I can't honestly give this more than a 3 out of 5. It had elements that I liked of course, like Mamut. I also liked the little wolf cub and Rydag. Most of the characters though, I couldn't really connect with. I did sort of like the relationship between Deegie and Ayla, but I wished there was more to it. Also, I seriously hated Ranec just about from the beginning. By the end, I practically loathed him.
If you've read the first 2 books, and aren't much for turmoil between two people who love each other, you might not enjoy this book. It's still worth reading to lead into the next book. If you've enjoyed the series so far, you should keep reading. If you enjoy Ayla's connection with animals, this will not disappoint in that aspect. She also learns a few new techniques, so if that was something you enjoyed in the past books, you will probably enjoy that in this one also.

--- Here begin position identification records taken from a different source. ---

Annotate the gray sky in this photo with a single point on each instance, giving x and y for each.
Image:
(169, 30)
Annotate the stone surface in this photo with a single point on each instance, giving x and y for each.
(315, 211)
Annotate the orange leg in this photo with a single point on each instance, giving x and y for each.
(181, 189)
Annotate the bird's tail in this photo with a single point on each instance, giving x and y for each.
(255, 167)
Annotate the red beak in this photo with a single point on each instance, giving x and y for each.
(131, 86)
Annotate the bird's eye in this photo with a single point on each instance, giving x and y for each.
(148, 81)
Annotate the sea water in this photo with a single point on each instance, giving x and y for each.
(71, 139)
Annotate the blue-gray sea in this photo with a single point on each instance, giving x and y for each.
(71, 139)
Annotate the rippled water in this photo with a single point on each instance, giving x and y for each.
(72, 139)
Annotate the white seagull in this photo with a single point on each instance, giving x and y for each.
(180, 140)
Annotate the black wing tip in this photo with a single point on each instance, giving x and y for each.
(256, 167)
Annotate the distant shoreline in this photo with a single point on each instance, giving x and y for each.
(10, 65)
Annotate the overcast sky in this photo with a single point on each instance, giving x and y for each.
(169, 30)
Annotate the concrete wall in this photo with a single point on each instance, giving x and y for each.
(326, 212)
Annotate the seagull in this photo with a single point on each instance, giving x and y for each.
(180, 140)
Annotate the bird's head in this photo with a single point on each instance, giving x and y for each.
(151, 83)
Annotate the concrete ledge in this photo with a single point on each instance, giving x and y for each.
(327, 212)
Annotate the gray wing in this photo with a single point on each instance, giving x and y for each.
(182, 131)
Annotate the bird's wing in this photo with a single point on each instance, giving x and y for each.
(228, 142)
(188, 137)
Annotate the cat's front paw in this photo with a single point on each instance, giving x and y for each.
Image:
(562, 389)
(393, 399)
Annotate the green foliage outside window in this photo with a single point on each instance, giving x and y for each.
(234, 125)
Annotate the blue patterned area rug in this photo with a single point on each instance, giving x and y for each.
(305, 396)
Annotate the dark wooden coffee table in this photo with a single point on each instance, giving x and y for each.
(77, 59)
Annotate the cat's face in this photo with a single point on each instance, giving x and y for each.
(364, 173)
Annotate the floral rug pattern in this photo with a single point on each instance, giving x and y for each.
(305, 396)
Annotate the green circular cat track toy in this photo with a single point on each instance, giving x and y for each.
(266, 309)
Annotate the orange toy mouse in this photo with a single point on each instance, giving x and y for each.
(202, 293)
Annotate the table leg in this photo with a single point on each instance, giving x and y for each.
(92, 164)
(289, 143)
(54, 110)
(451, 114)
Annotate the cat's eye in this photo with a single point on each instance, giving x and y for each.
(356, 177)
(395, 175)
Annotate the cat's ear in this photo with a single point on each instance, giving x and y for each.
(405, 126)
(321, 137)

Here are some quotes/lines I enjoyed:
She loved him, more than she could ever find words for, but this love he felt for her was not quite the same. It wasn't so much stronger, as more demanding, more insistent. As though he feared he would lose that which he had finally won.
“You weren't being punished. You were waiting for me.”
Ayla just didn't seem like a woman who was about to join and establish a new hearth with a man she loved. There was no joy, no excitement. Something was missing. Something called Jondalar.
Shame on anyone who thinks evil of this.